Remnants from a pre-multicultural Australia struggle with 21st century technology.
‘Twas a late start the next day, but no matter, we were now heading back to the west and the sun was also going in the same direction. In keeping with our theme of avoiding paved surfaces, or indeed the “raising of the hand by a Policeman” (*****), we turned north at Eucla and followed an old coach road to Madura. Its notable features were the large holes near the track and tall grass in places making it almost invisible. We camped in the vicinity of Madura before once again joining the road trains and caravans travelling along the Eyre Highway.
Not a good campsite.
Mc found some wire.
"Little Madura Pass"
Here we go again.
The repaired tube on the TT350 eventually failed enroute to Balladonia so it was time for some more lever work on the road side. Riding motorcycles in the bush is a good way to develop hands that make it look like you’re a “working man”! Arriving at Balladonia it was almost time to camp, but after some discussion we decided to head south on a bit more dirt. This was an arse puckering traverse as the old skid demon was once again on the lurk. We pulled up at dusk at an old stone station building. It had been tidied up a bit by the owners and visitors welcome to stay. After a day of cool and sometimes wet riding it was a pleasure to crank up the open fireplace and enjoy the luxury of the great indoors.

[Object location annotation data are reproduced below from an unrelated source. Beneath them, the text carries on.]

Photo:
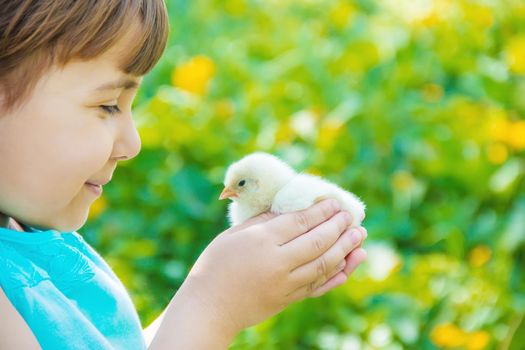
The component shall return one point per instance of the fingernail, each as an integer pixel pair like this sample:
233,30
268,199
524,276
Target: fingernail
365,233
355,236
348,219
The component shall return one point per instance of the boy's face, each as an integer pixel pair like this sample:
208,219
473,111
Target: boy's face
61,139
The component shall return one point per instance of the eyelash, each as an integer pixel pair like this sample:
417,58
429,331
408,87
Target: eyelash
113,109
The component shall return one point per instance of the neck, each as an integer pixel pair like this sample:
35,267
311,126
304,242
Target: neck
7,222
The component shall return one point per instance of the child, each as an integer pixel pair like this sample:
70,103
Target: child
69,71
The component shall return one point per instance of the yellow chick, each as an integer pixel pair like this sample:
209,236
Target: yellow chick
261,182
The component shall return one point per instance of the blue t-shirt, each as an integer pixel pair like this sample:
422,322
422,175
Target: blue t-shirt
66,292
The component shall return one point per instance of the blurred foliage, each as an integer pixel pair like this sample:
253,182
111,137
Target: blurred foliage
416,106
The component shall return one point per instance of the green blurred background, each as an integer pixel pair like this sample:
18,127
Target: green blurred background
416,106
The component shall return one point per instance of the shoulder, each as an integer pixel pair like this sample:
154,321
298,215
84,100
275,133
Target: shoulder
12,323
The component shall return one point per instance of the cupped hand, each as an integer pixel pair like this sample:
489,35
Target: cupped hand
252,271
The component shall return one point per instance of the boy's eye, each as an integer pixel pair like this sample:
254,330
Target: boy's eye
113,109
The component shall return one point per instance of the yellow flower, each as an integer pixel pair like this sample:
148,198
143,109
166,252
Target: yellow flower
432,92
194,76
478,340
97,207
340,14
516,135
448,335
479,256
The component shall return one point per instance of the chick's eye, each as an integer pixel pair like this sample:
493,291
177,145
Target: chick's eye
112,109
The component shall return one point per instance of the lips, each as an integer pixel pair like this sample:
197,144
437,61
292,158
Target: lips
97,189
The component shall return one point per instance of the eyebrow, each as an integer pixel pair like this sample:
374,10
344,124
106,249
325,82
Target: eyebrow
125,83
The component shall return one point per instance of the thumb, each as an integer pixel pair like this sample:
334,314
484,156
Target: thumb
267,215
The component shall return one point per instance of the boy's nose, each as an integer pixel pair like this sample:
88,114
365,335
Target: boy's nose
128,144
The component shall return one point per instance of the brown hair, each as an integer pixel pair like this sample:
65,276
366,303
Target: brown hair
37,34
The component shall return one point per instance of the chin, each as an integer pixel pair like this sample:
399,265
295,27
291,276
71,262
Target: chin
71,223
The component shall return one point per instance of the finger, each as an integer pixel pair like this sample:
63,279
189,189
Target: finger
321,268
316,242
263,217
353,261
288,226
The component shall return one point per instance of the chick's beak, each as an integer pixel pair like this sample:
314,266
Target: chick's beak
227,193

Nice little still life arrangements.
Another old station building on the way back. Plastic Jerrycan panniers worked well.
The last bit of dirt.
This is probably the last time I'll use these panniers. They are not tough enough to handle the type of country I often ride through.
The final day was uneventful as we continued on our way home to our respective abodes via the south coast town of Esperance. All in all an excellent bit of riding, jockeys and sickles all intact, with only a few flesh wounds and minor bruising as evidence to show our loved ones. In effect we were able to “place our jolly dream on the seat of our motorcycles and have a good ride”.
Honda Safety Rules
Taken from a 1962, Honda Motor Cycle Owner's Manual. Translated by Honda
for the "American Motorcycle Rider"
"If you read this manual fully you will be able to place your jolly dream on the seat of your motorcycle and have a good ride”.
1. At the rise of the hand by Policeman, stop rapidly. Do not pass him by or otherwise disrespect him.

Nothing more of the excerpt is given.